Biomarkers for immune intervention trials in type 1 diabetes

Abstract

After many efforts to improve and standardize assays for detecting immune biomarkers in type 1 diabetes (T1D), methods to identify and monitor such correlates of insulitis are coming of age. The ultimate goal is to use these correlates to predict disease progression before onset and regression following therapeutic intervention, which would allow performing smaller and shorter pilot clinical trials with earlier endpoints than those offered by preserved β-cell function or improved glycemic control. Here, too, progress has been made. With the emerging insight that T1D represents a heterogeneous disease, the next challenge is to define patient subpopulations that qualify for personalized medicine or that should be enrolled for immune intervention, to maximize clinical benefit and decrease collateral damage by ineffective or even adverse immune therapeutics. This review discusses the current state of the art, setting the stage for future efforts to monitor disease heterogeneity, progression and therapeutic intervention in T1D.

Introduction

Type 1 diabetes (T1D) represents a prototypic tissue-specific autoimmune disease [1]. Indeed, progress in unraveling the immune components involved in the pathogenesis of T1D has been spectacular and often more rewarding than for other autoimmune diseases. Several islet antigens (Ags) have been identified with compelling associations with the β-cell destruction process, including (pre)proinsulin [(pre)PI], glutamic acid decarboxylase (GAD)65, insulinoma-associated protein 2 (IA-2), islet-specific glucose-6-phosphatase catalytic subunit-related protein (IGRP) and zinc transporter (ZnT)8 [2], [3], [4]. Additional candidate target molecules expressed by β cells have been revealed and studied, such as chromogranin A, (prepro) islet amyloid polypeptide (ppIAPP), peripherin and an ill-defined 38 kDa protein in insulin secretory granules, but their role in association with clinical T1D remains unclear or controversial [5]. The immunology of diabetes community has been blessed with this large series of T-cell and/or autoantibody (autoAb) targets that can be employed in monitoring the islet autoreactivity of T1D [6]. Islet autoAbs against many of these Ags have proven particularly useful for T1D prediction, but less so for following disease activity and progression after T1D onset or during therapeutic intervention (so called “immune staging”) [7]. This notion is putting a substantial burden on the options to monitor changes in disease activity. It implies that we may have to resort to using cellular autoimmunity to this end, with all the challenges involved in terms of technologies and targets.

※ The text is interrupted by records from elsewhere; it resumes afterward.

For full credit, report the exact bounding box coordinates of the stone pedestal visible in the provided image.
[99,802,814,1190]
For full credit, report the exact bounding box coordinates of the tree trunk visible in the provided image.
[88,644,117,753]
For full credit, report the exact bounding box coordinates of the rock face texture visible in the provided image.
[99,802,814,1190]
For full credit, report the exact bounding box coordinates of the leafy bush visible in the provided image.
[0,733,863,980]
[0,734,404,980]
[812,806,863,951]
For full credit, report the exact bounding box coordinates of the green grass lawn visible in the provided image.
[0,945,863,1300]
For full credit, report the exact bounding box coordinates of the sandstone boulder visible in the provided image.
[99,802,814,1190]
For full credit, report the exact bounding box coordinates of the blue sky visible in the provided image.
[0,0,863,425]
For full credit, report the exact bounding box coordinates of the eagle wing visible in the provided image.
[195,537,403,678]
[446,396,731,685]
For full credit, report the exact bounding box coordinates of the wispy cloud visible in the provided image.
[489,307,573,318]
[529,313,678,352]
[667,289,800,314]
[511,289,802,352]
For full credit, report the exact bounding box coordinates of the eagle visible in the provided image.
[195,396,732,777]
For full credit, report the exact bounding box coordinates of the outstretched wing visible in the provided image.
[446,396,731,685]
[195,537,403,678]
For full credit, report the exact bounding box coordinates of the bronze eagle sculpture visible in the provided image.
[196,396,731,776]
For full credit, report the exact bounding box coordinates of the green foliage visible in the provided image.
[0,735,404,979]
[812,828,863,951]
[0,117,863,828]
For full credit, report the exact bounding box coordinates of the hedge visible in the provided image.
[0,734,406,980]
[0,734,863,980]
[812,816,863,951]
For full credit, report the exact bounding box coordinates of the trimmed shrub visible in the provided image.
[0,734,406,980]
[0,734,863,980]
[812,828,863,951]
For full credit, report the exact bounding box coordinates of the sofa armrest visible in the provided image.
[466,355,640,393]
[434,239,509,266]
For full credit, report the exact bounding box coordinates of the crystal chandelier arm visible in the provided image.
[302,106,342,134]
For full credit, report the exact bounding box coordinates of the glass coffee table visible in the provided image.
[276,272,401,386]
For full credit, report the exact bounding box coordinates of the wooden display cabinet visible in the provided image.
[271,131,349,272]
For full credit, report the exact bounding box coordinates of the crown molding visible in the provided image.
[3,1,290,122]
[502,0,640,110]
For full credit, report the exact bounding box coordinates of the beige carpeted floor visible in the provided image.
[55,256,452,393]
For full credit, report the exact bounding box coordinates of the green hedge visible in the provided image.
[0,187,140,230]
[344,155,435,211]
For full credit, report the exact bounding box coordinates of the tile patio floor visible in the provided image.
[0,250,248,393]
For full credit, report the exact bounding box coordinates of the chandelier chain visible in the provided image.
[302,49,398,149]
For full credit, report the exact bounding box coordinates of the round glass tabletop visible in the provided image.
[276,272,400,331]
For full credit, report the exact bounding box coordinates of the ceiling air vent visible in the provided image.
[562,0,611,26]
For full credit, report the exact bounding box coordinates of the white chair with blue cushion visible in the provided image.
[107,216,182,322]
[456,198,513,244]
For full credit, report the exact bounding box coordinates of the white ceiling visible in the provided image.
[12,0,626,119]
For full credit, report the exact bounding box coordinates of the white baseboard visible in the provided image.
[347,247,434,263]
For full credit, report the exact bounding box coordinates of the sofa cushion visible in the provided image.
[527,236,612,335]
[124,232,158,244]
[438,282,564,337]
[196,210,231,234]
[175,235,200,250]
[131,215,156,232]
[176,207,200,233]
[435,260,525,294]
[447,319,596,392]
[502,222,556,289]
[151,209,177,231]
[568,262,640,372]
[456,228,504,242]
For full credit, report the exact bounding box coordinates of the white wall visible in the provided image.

New access to the pancreatic lesions of T1D patients through the establishment of an international consortium collecting, distributing and characterizing tissues of diabetic donors (www.jdrfnpod.org) has led spectacular new insights into the immune processes involved in the selective destruction of insulin-producing β cells in pancreatic islets [8]. Seminal recent lessons learned through these studies include additional proofs of the autoimmune nature of T1D, the demonstration of islet-specific CD8⁺ T cells in destructive insulitic lesions, the unexpectedly low frequencies of islet-infiltrating CD4⁺ T cells, the apparent lack of CD4⁺CD25⁺FoxP3⁺ T regulatory cells (Tregs) in insulitis, the profound difference in immunopathology between men and mice, an overwhelming heterogeneity in the pathologic lesions and patient population, and the demonstration of focal disease activity much akin to what observed in other tissue-specific autoimmune diseases such as vitiligo [9]. Collectively, these insights have set the stage for new therapeutic strategies that may also prove effective in protecting β cells long after T1D clinical onset. Many of these strategies are currently assessed for clinical efficacy to prevent, stop of reverse disease. Some recent-onset T1D patients have already achieved a lasting remission from insulin dependency for up to seven years, showing proof of principle that T1D may be cured, at least in some patients and at least for a number of years [10]. Yet, there is an urgent need for definition of endpoints and biomarkers of immunological and clinical efficacy to guide therapeutic interventions in T1D. The immune system holds important clues to provide immune correlates of safety and clinical efficacy, both for selecting the appropriate patients for a given therapy and to monitor whether the intervention can preserve β-cell function.